# Identifiy Sram force model



## darkdream (Feb 26, 2012)

bikesdirect.com/products/motobecane/lechamp_force_nos.htm

Bikes, Roadbikes -SRAM FORCE Motobecane Le Champion SL with SRAM Force Carbon Group

Does this bike have the zero loss force or is it the very first? 

If it is not zero loss, how do you think it compares to the ultegra 6700 in durability since the later production model uses the unidirectional carbon fiber and the new parts are forged (the old ones were stamped??)


----------



## cxwrench (Nov 9, 2004)

that's the original Force, not the current model.


----------



## PlatyPius (Feb 1, 2009)

darkdream said:


> bikesdirect.com/products/motobecane/lechamp_force_nos.htm
> 
> Bikes, Roadbikes -SRAM FORCE Motobecane Le Champion SL with SRAM Force Carbon Group
> 
> ...


Old, original Force.

I think it doesn't matter. It's on a BD bike. Ergo, who cares?


----------



## mitchg (Feb 25, 2012)

Hi - Just wondering why you say "Ergo, who cares?" Obviously you don't care for them - I'm just wondering what bad experiences you've personally had? I've read a lot of postings, and most (but certainly not all) seem to have had at least a decent experience, and seem to imply they would purchase again from them. I'm considering using them, but just trying to hear the latest opinions. Thanks.


----------



## PlatyPius (Feb 1, 2009)

mitchg said:


> Hi - Just wondering why you say "Ergo, who cares?" Obviously you don't care for them - I'm just wondering what bad experiences you've personally had? I've read a lot of postings, and most (but certainly not all) seem to have had at least a decent experience, and seem to imply they would purchase again from them. I'm considering using them, but just trying to hear the latest opinions. Thanks.

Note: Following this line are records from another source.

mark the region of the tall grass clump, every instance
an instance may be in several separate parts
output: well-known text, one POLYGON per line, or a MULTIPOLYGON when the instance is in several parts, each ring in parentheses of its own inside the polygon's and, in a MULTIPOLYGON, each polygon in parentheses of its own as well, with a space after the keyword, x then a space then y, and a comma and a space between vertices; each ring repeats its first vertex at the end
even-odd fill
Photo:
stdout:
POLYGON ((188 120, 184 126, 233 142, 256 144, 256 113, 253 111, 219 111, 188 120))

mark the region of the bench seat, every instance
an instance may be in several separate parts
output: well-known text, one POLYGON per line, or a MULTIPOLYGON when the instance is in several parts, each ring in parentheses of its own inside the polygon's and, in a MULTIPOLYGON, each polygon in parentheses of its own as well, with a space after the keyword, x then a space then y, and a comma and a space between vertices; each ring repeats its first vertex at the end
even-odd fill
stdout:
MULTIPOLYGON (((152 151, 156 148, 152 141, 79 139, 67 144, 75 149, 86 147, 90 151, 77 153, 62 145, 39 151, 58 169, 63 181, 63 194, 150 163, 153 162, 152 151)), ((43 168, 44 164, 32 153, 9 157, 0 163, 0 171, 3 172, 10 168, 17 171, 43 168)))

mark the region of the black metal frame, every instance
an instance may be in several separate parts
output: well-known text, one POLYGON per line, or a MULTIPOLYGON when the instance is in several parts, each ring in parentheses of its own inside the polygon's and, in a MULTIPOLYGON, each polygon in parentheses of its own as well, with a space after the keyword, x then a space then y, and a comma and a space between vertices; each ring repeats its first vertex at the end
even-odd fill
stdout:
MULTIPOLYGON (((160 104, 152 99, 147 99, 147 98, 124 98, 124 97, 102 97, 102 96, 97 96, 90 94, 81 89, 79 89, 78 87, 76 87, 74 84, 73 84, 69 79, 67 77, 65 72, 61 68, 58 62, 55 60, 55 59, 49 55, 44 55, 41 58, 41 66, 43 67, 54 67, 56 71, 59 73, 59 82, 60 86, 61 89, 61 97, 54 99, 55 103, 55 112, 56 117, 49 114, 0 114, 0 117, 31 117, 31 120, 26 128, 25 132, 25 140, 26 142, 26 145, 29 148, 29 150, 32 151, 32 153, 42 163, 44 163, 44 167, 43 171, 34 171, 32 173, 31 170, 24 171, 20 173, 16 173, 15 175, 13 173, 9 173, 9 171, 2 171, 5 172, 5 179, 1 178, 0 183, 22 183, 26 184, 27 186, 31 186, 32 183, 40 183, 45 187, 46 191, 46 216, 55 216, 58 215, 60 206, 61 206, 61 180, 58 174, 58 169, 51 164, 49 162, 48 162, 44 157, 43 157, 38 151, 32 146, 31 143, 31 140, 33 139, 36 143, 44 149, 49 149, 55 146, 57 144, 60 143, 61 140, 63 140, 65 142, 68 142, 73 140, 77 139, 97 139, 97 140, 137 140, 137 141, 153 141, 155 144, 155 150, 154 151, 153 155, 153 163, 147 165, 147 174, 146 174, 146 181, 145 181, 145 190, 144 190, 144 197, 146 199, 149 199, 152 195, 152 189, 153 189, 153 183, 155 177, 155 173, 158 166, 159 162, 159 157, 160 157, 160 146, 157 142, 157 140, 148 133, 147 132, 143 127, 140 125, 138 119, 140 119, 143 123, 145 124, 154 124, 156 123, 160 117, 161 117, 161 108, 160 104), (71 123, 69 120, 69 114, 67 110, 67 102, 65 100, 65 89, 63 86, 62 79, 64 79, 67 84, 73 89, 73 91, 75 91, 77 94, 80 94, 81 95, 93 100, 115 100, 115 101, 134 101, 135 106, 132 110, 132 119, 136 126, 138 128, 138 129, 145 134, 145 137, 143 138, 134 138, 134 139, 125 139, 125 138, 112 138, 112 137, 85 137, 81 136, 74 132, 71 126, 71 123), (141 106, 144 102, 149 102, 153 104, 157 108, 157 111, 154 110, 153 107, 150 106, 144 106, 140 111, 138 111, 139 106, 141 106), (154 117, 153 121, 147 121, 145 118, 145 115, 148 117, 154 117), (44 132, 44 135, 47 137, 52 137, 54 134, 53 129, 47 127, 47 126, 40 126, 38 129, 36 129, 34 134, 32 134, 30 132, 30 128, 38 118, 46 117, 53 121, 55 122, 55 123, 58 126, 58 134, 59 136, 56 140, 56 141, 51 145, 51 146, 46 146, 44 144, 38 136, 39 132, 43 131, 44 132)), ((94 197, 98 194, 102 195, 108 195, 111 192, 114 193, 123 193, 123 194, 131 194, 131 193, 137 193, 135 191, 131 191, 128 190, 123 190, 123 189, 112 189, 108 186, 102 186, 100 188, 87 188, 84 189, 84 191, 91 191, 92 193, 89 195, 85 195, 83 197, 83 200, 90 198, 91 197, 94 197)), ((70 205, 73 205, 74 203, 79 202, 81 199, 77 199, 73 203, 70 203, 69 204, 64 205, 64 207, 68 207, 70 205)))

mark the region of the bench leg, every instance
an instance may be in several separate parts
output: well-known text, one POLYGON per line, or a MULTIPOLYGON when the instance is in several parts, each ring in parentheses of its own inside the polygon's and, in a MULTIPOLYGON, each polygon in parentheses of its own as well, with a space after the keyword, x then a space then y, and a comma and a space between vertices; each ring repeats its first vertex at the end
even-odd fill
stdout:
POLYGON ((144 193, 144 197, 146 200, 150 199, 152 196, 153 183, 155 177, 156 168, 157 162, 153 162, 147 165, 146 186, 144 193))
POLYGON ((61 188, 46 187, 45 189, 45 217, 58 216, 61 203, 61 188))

I haven't had any bad experiences.

My point was: it's really old Force on a bike that uses a really old frame design. So, who cares? For most people, it's history. For someone concerned only about money, it's a good buy.


----------



## mitchg (Feb 25, 2012)

Ahhh. OK. YES, that link he provided looks like an older model, but for $999 it seems a pretty good deal for what you get, even if not the latest part version. It appears sold out, for what its worth. Thanks for the clarification.


----------